Gentechnik Ausgestorbener Schattenwolf zum Leben erweckt?
Manche kennen ihn vermutlich aus der Serie "Game of Thrones": den Schattenwolf, ein Raubtier aus der Eiszeit, das vor mehr als 10.000 Jahren ausstarb. Nun will ein US-Unternehmen ihn wieder zum Leben erweckt haben.
Er lebte in Nord- und Südamerika, hatte dickes, weißes Fell und war mit einer Länge von etwa 1,50 Meter und einem Gewicht von bis zu 70 Kilogramm größer und schwerer als der heutige Wolf: Aenocyin dirus - auch Schattenwolf genannt. Vor etwa 13.000 Jahren starb Aenocyon dirus aus - und wurde durch die Erfolgsserie "Game of Thrones" in diesem Jahrtausend wieder bekannt.
Das US-Biotechnologieunternehmen Colossal Biosciences will Aenocyin dirus nun mithilfe moderner Gentechnik wieder zum Leben erweckt haben. Man habe drei Welpen herangezüchtet, teilte der Konzern mit - zwei Männchen ("Romulus" und "Remus") und ein Weibchen ("Khaleesi"). Die Tiere werden laut New York Times in einer privaten Anlage im Norden der USA gehalten.
Kombination aus alter DNA und Gen-Editing
Für den Versuch nutzten die Wissenschaftlerinnen und Wissenschaftler das Erbgut aus Fossilien von ausgestorbenen Schattenwölfen. Sie sequenzierten die genetischen Fragmente und bearbeiteten sie mit modernen Techniken wie CRISPR-Cas9. Anschließend erzeugten sie Embryonen aus bearbeiteten Grauwolfzellen und implantierten sie in Haushunde, die als Leihmütter fungierten.

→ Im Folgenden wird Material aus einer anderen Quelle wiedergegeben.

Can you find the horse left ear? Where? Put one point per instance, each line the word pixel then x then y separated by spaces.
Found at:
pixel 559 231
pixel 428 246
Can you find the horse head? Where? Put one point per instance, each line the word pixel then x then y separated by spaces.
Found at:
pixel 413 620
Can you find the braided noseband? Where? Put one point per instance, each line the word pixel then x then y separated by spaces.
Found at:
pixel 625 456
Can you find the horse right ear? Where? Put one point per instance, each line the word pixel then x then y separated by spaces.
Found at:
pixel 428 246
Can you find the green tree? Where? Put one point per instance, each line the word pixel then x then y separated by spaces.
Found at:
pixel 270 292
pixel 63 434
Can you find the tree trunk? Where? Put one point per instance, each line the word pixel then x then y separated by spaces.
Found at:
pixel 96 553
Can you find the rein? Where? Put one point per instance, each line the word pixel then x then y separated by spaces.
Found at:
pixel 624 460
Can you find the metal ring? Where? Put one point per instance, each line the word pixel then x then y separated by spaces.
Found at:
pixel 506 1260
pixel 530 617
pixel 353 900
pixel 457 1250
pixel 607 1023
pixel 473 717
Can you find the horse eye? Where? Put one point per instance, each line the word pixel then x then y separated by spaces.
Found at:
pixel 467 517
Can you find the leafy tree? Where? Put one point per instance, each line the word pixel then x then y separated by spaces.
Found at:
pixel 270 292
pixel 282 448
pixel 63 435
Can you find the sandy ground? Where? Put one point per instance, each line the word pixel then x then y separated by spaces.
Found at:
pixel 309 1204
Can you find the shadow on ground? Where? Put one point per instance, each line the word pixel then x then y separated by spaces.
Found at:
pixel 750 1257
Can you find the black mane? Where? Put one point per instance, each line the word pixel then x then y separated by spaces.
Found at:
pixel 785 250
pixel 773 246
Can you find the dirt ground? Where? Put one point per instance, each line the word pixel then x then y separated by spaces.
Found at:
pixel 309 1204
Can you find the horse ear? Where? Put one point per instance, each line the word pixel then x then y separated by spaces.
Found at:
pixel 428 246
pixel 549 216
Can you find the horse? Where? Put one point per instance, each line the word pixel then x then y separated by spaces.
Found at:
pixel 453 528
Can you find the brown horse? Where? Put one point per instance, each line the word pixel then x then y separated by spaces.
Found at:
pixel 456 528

Experten reagieren skeptisch
Colossal Biosciences selbst spricht von einem "Meilenstein", was aber sagen unabhängige Wissenschaftlerinnen und Wissenschaftler? "Um etwas Ausgestorbenes wirklich zurück zum Leben zu erwecken, müsste man es klonen", betont Nic Rawlence, Direktor des Otago Palaeogenetics Laboratory in Neuseeland gegenüber dem Science Media Center.
"Das Problem ist, dass wir ausgestorbene Tiere nicht klonen können, weil die DNA nicht gut genug erhalten ist." Selbst wenn man das Genom sequenziere, lasse sich die DNA nicht in ausreichend großen Stücken extrahieren, wie das bei einem lebenden Tier möglich sei. Was Colossal Biosciences geschaffen habe, sei ein Hybrid - ein Grauwolf mit den Charaktereigenschaften eines Schattenwolfs, so der Zoologe.
Viel sinnvoller als der Ansatz des Unternehmens sei es, Technologien und Wege dafür zu entwickeln, die das Aussterben von Arten verhindern, so Rawlence. Also das zu erhalten, was wir noch haben.
Ähnlich sieht es Philipp Seddon, ebenfalls von der University of Otago: Bei den drei Wölfen handele es sich nicht um Schattenwölfe, sondern um genetisch modifizierte Grauwölfe. Nichtsdestotrotz: Colossal Biosciences sei ein beeindruckender technologischer Durchbruch gelungen.
Ziel: Wiederauferstehung des Mammuts
Ausgestorbene Tier zum Leben erwecken: Für viele Forschende ist das eine faszinierende Vorstellung, insbesondere für das Team von Colossal Biosciences. Erst Anfang März hatte das Start-up für Aufsehen gesorgt, als es gentechnisch veränderte Mäuse präsentierte, die ein flauschiges, goldbraunes Fell besitzen, genau wie einst Mammuts. Das sei ein weiterer Schritt auf dem Weg zum langfristigen Ziel, der Wiederauferstehung der Eiszeit-Riesen, hieß es.
Zwischen dem Schattenwolf und dem heutigen Grauwolf besteht übrigens keine direkte Verwandtschaft; die Raubtiere gehören zu verschiedenen Gattungen.